’Tis the season for genre film-makers and distributors to cash in with horror-themed Christmas movies. So if current hit Violent Night sounds a little too classy and mainstream, then here is this shoddily made but tinsel-bright gift for you, the cinematic equivalent of a cheap soap and body lotion set bought at the last minute. It’s serviceable, but not a lot of thought went into it.

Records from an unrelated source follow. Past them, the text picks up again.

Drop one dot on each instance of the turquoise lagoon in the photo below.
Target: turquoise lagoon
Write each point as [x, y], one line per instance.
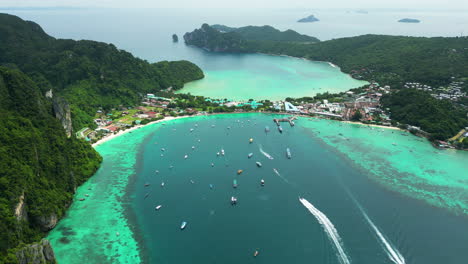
[366, 206]
[260, 76]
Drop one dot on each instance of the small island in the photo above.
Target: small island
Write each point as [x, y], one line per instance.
[308, 19]
[409, 20]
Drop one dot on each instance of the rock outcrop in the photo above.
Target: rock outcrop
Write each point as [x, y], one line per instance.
[62, 113]
[36, 253]
[20, 210]
[47, 222]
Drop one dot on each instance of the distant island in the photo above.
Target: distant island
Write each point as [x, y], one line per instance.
[409, 20]
[308, 19]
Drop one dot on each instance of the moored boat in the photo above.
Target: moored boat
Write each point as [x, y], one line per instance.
[233, 200]
[288, 153]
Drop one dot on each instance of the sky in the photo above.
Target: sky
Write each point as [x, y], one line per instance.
[423, 4]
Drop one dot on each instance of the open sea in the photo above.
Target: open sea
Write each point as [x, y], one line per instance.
[349, 194]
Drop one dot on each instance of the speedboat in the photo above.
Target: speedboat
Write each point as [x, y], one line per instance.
[233, 200]
[288, 153]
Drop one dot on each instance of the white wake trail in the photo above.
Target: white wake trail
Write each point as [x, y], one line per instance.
[393, 254]
[329, 229]
[265, 154]
[279, 175]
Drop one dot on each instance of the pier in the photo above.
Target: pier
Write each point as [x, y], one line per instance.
[290, 120]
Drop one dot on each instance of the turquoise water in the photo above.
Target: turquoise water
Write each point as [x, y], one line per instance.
[258, 76]
[361, 217]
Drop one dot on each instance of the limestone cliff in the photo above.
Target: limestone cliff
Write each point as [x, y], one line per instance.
[62, 113]
[36, 253]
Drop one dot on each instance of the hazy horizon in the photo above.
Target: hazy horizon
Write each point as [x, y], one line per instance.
[455, 5]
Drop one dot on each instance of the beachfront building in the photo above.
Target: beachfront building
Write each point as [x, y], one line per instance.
[290, 107]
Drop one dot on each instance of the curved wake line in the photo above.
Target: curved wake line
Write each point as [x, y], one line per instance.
[264, 153]
[279, 175]
[329, 229]
[393, 253]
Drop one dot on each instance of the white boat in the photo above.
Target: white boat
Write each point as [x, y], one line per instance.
[233, 200]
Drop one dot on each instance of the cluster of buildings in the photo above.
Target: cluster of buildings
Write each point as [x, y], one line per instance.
[345, 107]
[452, 92]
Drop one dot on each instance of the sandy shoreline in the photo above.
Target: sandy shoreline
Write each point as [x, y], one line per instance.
[121, 132]
[371, 125]
[169, 118]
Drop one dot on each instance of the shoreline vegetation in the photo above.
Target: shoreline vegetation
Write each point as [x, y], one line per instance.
[438, 83]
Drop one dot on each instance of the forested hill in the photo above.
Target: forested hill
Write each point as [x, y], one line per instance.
[88, 74]
[386, 59]
[266, 33]
[39, 170]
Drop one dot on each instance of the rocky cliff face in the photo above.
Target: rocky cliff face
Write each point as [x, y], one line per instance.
[36, 253]
[62, 113]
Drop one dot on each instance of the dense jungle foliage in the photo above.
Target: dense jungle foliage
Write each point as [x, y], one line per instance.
[88, 74]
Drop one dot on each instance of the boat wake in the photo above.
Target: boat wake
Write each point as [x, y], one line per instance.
[329, 229]
[279, 175]
[393, 254]
[264, 153]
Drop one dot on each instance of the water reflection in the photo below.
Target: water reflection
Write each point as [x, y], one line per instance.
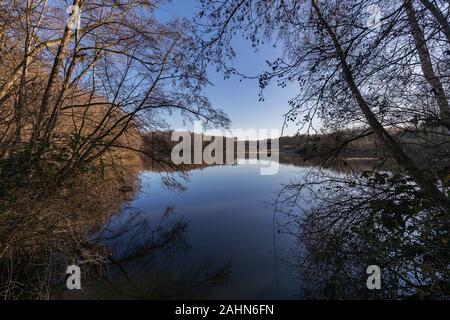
[227, 232]
[374, 218]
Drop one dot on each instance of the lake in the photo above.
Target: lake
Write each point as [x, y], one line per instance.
[228, 246]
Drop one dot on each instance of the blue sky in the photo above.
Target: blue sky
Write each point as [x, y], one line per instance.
[239, 99]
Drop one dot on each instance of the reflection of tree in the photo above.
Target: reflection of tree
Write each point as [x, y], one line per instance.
[40, 237]
[135, 271]
[360, 220]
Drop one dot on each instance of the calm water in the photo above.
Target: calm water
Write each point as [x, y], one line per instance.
[229, 226]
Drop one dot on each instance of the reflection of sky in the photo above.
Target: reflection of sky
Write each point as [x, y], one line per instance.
[239, 99]
[229, 219]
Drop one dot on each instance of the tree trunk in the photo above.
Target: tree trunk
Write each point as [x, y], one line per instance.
[52, 80]
[393, 147]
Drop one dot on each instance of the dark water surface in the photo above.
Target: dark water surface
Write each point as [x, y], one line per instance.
[229, 226]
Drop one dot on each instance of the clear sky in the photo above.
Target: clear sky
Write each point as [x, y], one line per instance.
[239, 99]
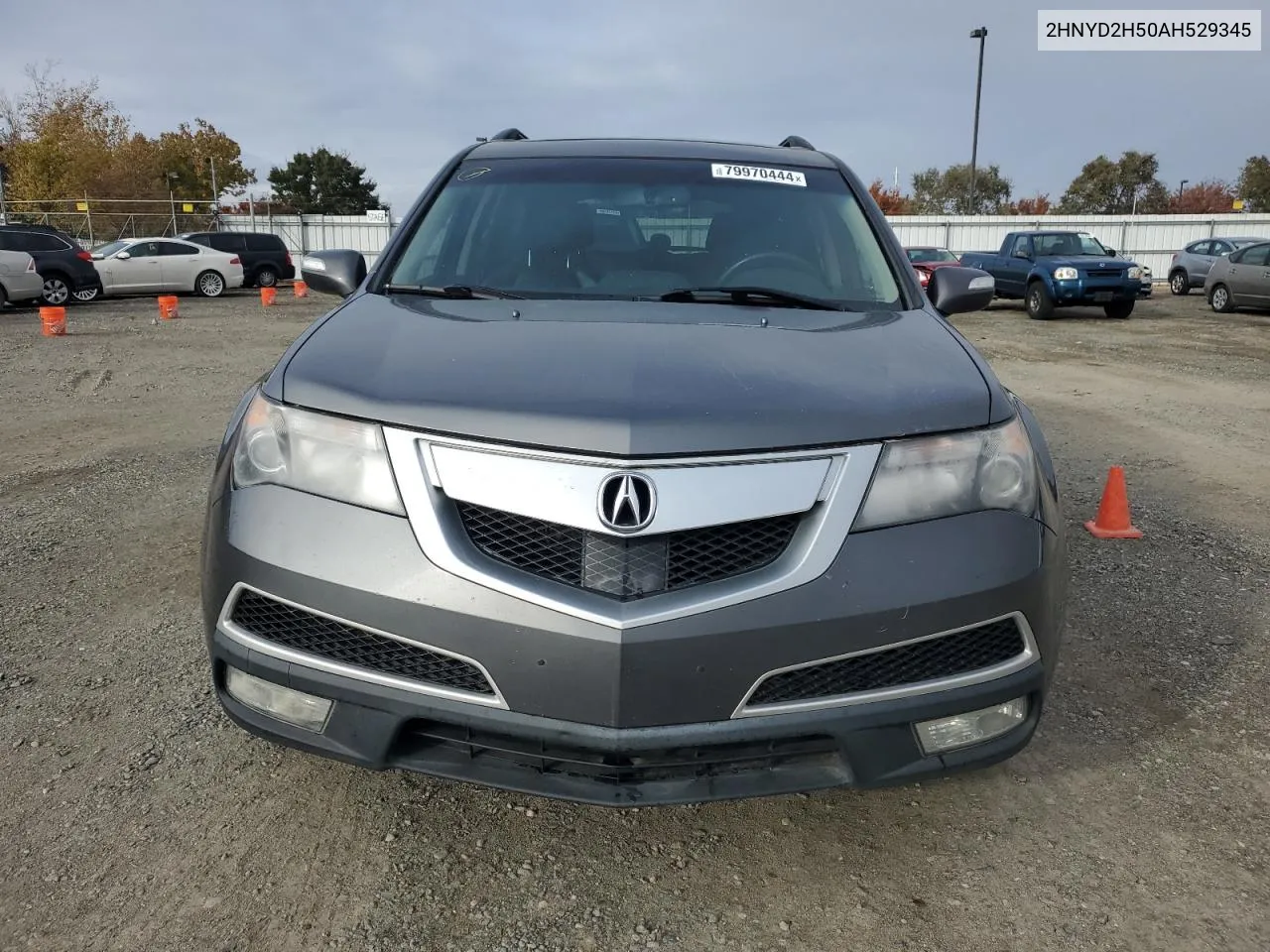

Adding to the corpus of films about Santas who are not just bad but positively evil (see also Krampus, Rare Exports et al), Christmas Bloody Christmas builds its plot around an animatronic toy-shop Santa Claus robot that suddenly develops a murderous instinct. Before the mayhem commences, however, the film spends time with record-store owner Tori (Riley Dandy) and her employee-friend Robbie (Sam Delich), two likable cool kids with opinions on all sorts of bands, movies and leisure activities that they ceaselessly bicker over. In fact, their fluent, lively dialogue and simmering flirtation feels surprisingly spontaneous and authentic, to the point where one rather dreads that the mayhem will soon start and all conversation will turn to various kinds of screaming. As Tori and Robbie visit some friends in a neighbouring shop and then make their way to a dive bar, the Robo-Claus comes to life and starts killing all and sundry.
It’s never clearly explained why this electronic Father Christmas is so intent on killing Tori and Robbie when surely there are plenty of other people to attack, but you get the sense writer-director Joe Begos wasn’t so interested in motivation and logic. Sadly, that makes the film less engaging, but it must be acknowledged that Dandy is outstanding in the role of the lead/last girl, showing off real comic chops in the early running and then screaming with terror like a champ in the later stages. She might go far if she can break out of doing Christmas movies. Also fun is the lurid lighting design, which looks as if the whole set was illuminated only by various hues of fairy lights.
• Christmas Bloody Christmas is available on 9 December on Shudder.